"And you really came to
Greece-on purpose to-to-"
" Confess you knew it all the time! Confess!"
The answer was muffled. " Well, sometimes I
thought you did, and at other times I thought you-
didn't."
In a secluded cove, in which the sea-maids once had
played, no doubt, Marjory and Coleman sat in silence.
He was below her, and if he looked at her he had to
turn his glance obliquely upward. She was staring at
the sea with woman's mystic gaze, a gaze which men
at once reverence and fear since it seems to look into
the deep, simple heart of nature, and men begin to feel
that their petty wisdoms are futile to control these
strange spirits, as wayward as nature and as pure as
nature, wild as the play of waves, sometimes as unalterable
as the mountain amid the winds; and to
measure them, man must perforce use a mathematical
formula.
He wished that she would lay her hand upon his
hair.
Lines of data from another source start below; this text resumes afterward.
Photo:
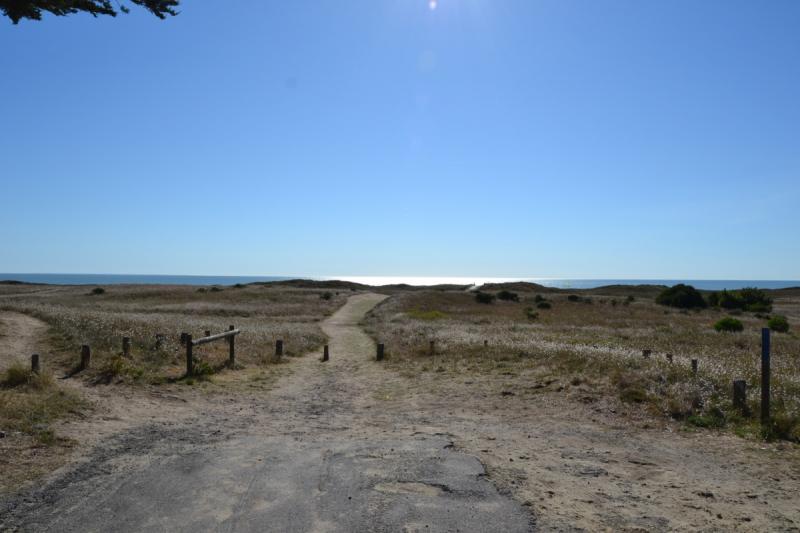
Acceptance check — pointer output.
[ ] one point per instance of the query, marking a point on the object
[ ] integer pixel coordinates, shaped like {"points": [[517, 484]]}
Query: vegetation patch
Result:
{"points": [[426, 315], [778, 323], [729, 324], [30, 402], [681, 296], [747, 299]]}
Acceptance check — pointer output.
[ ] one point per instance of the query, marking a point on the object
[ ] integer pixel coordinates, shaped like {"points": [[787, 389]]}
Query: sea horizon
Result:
{"points": [[560, 283]]}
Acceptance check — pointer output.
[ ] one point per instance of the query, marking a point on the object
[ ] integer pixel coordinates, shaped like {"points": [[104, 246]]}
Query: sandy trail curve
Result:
{"points": [[314, 454]]}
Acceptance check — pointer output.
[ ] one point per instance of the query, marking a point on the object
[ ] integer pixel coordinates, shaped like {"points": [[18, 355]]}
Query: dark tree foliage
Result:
{"points": [[747, 299], [508, 296], [17, 10], [681, 296]]}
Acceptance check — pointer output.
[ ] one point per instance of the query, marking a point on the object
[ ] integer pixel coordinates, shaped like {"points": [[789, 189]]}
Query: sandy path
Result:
{"points": [[19, 335], [316, 453], [352, 445]]}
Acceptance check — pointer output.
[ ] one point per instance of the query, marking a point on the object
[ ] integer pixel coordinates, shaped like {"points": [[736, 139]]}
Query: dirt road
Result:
{"points": [[315, 455], [350, 445]]}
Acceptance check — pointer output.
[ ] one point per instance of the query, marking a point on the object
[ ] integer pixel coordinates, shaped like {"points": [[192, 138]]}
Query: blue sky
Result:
{"points": [[519, 138]]}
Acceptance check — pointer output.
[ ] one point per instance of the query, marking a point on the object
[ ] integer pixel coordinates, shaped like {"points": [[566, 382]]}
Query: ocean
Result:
{"points": [[115, 279]]}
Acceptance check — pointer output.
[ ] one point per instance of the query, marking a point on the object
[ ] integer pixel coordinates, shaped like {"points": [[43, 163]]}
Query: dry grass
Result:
{"points": [[601, 342], [264, 314]]}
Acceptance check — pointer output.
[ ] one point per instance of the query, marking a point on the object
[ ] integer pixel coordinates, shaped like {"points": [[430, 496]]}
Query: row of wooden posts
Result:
{"points": [[739, 385]]}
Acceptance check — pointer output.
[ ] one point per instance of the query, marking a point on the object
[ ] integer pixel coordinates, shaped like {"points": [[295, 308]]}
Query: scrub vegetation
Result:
{"points": [[155, 316], [601, 346]]}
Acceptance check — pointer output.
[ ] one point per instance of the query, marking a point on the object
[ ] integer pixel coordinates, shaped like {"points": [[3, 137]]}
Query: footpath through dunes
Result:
{"points": [[316, 453]]}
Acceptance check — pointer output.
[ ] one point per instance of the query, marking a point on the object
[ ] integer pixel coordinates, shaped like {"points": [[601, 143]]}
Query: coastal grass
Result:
{"points": [[602, 344], [78, 315]]}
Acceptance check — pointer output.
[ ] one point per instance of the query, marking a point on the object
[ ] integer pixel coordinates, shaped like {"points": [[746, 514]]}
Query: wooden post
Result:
{"points": [[231, 348], [86, 356], [765, 376], [189, 357], [379, 355], [740, 395]]}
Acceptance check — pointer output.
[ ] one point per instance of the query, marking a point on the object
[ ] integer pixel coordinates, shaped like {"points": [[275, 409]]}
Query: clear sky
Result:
{"points": [[530, 138]]}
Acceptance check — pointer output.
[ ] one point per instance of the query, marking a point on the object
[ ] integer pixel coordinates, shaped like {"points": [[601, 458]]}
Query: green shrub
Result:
{"points": [[748, 299], [681, 296], [484, 297], [508, 296], [729, 324], [778, 323]]}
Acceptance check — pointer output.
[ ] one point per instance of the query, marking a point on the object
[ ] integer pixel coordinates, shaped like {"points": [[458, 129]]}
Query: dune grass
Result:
{"points": [[602, 341], [264, 313]]}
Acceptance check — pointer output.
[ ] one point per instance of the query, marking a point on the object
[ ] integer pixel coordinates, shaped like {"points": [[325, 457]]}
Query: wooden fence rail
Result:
{"points": [[191, 343]]}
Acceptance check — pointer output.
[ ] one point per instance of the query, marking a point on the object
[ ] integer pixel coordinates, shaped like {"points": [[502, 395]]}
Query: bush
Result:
{"points": [[778, 323], [681, 296], [484, 297], [729, 324], [508, 296], [747, 299]]}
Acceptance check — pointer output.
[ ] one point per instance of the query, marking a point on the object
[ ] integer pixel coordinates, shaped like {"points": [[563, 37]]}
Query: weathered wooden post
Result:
{"points": [[86, 356], [189, 357], [231, 348], [740, 395], [765, 376], [278, 349]]}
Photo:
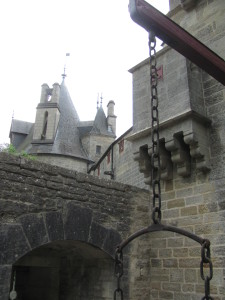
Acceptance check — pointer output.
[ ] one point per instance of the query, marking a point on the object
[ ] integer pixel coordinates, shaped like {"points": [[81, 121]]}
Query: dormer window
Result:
{"points": [[98, 149], [45, 124], [49, 95]]}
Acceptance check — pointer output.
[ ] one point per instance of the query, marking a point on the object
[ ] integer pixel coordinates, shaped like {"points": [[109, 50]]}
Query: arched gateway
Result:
{"points": [[66, 257], [59, 230]]}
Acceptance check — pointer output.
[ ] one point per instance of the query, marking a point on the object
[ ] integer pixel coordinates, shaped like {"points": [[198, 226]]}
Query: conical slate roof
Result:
{"points": [[67, 139]]}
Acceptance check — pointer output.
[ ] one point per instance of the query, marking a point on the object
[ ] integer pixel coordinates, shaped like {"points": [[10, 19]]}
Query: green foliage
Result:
{"points": [[9, 148], [26, 155]]}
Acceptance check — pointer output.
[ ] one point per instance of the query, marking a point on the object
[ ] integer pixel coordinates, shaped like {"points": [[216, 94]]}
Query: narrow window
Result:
{"points": [[98, 150], [45, 124], [108, 157], [121, 146]]}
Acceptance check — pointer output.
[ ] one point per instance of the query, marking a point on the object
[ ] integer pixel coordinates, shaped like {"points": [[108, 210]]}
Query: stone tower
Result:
{"points": [[47, 115]]}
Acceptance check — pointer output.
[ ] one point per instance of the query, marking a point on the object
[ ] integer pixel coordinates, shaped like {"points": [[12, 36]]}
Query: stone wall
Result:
{"points": [[191, 115], [119, 158], [53, 217]]}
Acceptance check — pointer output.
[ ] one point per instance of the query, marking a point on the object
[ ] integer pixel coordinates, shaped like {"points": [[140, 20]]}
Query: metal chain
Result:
{"points": [[155, 157], [118, 273], [207, 263]]}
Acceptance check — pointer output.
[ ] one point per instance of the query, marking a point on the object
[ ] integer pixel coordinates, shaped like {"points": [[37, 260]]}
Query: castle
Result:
{"points": [[60, 227], [58, 136]]}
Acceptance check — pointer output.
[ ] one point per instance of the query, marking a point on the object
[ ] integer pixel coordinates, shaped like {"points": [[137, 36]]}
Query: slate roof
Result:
{"points": [[67, 139]]}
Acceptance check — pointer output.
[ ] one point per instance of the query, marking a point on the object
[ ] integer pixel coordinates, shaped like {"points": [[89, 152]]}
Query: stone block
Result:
{"points": [[34, 229], [5, 280], [13, 243], [77, 222], [54, 226]]}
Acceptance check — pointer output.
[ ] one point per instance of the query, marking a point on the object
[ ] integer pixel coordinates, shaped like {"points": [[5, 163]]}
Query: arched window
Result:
{"points": [[45, 124]]}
He would be happy then. If she would only,
of her own will, touch his hair lightly with her
fingers-if she would do it with an unconscious air it
would be even better. It would show him that she
was thinking of him, even when she did not know she
was thinking of him.
Perhaps he dared lay his head softly against her knee.
Did he dare?
As his head touched her knee, she did not move.
She seemed to be still gazing at the sea. Presently
idly caressing fingers played in his hair near the
forehead. He looked up suddenly lifting his arms.